Я отношусь, видимо, к третьему типу людей, которые не могут вот так вмертвую писать, но и чувство диктовки тоже не испытывают. Лично я чрезвычайно мало текстов в своей жизни написал не по необходимости, не по заказу, – но писать просто так, впустую, бессмысленно, тоже никогда не мог. Надо было найти в себе такое чувство… Например, у поэта оно выглядит так: настоящий поэт чувствует невыразимое чувство невыразимого смысла. То, о чем пишет Пастернак в своем тексте «Люди и положения»[2]: что значит быть поэтом? Вы чувствуете, что все на свете описано, кроме чувства, которое вы сейчас испытываете. А это чувство есть чувство… нет, не диктовки, а некоего шифра. Есть про это и у Набокова рассказ[3], где оказывается, что это чрезвычайно близко к мании преследования: даже облака, когда бегут по небу, складываются в некий узор, который вам надо расшифровать. Это чувство, свойственное скорее поэтам. Но оно – или близкое к нему – возникает и у таких людей, как я, которые пишут про более или менее реальные предметы, не желая прежде всего выразить себя и свое особенное призвание, а погружены скорее в вещи.

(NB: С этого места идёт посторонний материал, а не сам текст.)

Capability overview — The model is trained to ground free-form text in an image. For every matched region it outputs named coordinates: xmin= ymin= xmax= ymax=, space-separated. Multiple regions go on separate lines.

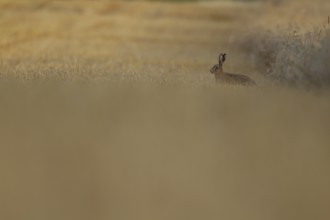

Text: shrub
xmin=242 ymin=18 xmax=330 ymax=87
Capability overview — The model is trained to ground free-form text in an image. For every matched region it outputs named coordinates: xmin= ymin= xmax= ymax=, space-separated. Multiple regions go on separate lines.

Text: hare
xmin=210 ymin=53 xmax=256 ymax=86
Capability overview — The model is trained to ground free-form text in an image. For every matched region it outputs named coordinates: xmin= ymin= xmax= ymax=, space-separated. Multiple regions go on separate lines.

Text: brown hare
xmin=210 ymin=53 xmax=256 ymax=86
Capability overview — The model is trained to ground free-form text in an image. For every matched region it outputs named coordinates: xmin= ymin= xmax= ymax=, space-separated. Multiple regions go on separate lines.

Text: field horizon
xmin=0 ymin=0 xmax=330 ymax=220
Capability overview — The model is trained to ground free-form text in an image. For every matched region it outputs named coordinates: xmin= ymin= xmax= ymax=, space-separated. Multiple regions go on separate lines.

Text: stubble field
xmin=0 ymin=0 xmax=330 ymax=220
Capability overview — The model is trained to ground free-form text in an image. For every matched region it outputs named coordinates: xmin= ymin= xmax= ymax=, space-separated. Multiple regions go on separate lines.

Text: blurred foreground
xmin=0 ymin=0 xmax=330 ymax=220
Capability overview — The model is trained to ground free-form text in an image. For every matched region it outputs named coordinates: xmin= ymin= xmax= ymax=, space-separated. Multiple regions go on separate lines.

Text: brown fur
xmin=210 ymin=53 xmax=256 ymax=86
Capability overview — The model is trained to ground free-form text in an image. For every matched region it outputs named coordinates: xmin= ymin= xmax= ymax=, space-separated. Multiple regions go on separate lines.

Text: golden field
xmin=0 ymin=0 xmax=330 ymax=220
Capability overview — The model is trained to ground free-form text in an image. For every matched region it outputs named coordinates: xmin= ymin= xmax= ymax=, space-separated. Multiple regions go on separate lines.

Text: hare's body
xmin=210 ymin=53 xmax=256 ymax=86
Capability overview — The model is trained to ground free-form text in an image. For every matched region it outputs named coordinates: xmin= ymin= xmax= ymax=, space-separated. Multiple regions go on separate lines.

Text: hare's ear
xmin=219 ymin=53 xmax=227 ymax=65
xmin=210 ymin=64 xmax=219 ymax=73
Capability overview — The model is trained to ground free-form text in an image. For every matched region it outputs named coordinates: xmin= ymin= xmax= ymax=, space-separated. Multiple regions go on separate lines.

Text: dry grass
xmin=0 ymin=0 xmax=330 ymax=220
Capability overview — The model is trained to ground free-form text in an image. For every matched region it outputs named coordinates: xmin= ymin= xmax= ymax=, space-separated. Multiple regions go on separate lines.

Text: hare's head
xmin=210 ymin=53 xmax=227 ymax=73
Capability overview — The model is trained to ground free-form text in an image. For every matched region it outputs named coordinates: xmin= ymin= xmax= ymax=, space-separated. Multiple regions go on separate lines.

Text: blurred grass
xmin=0 ymin=0 xmax=330 ymax=220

Жизнь моя складывалась так, что первые двадцать или двадцать пять лет меня печатали только по случаю того, что какому-нибудь Микеланджело исполнилось 450 лет. И если заказать специалисту, то он напишет длинно и непонятно, а если заказать Лурье, то он напишет коротко и красиво, – поэтому ладно, пусть напишет, только мы уберем у него пять букв. Всю жизнь до 1991 года меня печатали как «С. Лурье», перестройка вернула мне несколько букв. И когда вы берете все равно кого: Стендаля, Микеланджело, я в основном про русскую литературу писал, – смысл писать об этом возникает только тогда, когда вы улавливаете у вашего предмета или у вашей темы какое-то слабое место. Вы должны понять, что не сказано про это. Все сказано, а это – не сказано; так что это довольно близко к тому, о чем говорит Пастернак.
Для этого приходится много читать – например, про какого-нибудь Рубенса сначала все прочитать, после чего вы обнаруживаете то, что вы знали с самого начала, а именно… Я потом попытаюсь разъяснить это подробнее, это трудный момент. Сначала я в этом убеждался с удивлением, а потом привык: то, что я с самого начала хотел сказать про Рубенса, про Сервантеса, про Гончарова, про Пелевина, – я с самого начала это знал, и никто другой этого не написал. Но в этом убеждаешься с огромным чувством облегчения, потому что сначала тебя ужасно тревожит вся эта библиография. Это не потому, что я такой парадоксального и сложного ума человек и обо всем имею собственное мнение. Я просто обнаружил, что каждый из нас, из тех, кто более или менее создан для того, чтобы писать тексты, – а может быть, и каждый человек, просто не каждый доводит это до текста, – каждый из нас имеет некое знание о сути описываемого предмета, даже если мы знаем о нем довольно мало. Это может показаться парадоксом. Но при слове, допустим, «Рубенс» каждый, даже мало образованный, не получивший искусствоведческого образования человек чувствует какую-то вспышку в мозгу. Если тебя запереть в одиночную камеру и сказать: если через десять дней не будет текста, просто не выйдешь отсюда – ты обязательно напишешь, напишешь, просто вспомнишь все, что ты про это думал.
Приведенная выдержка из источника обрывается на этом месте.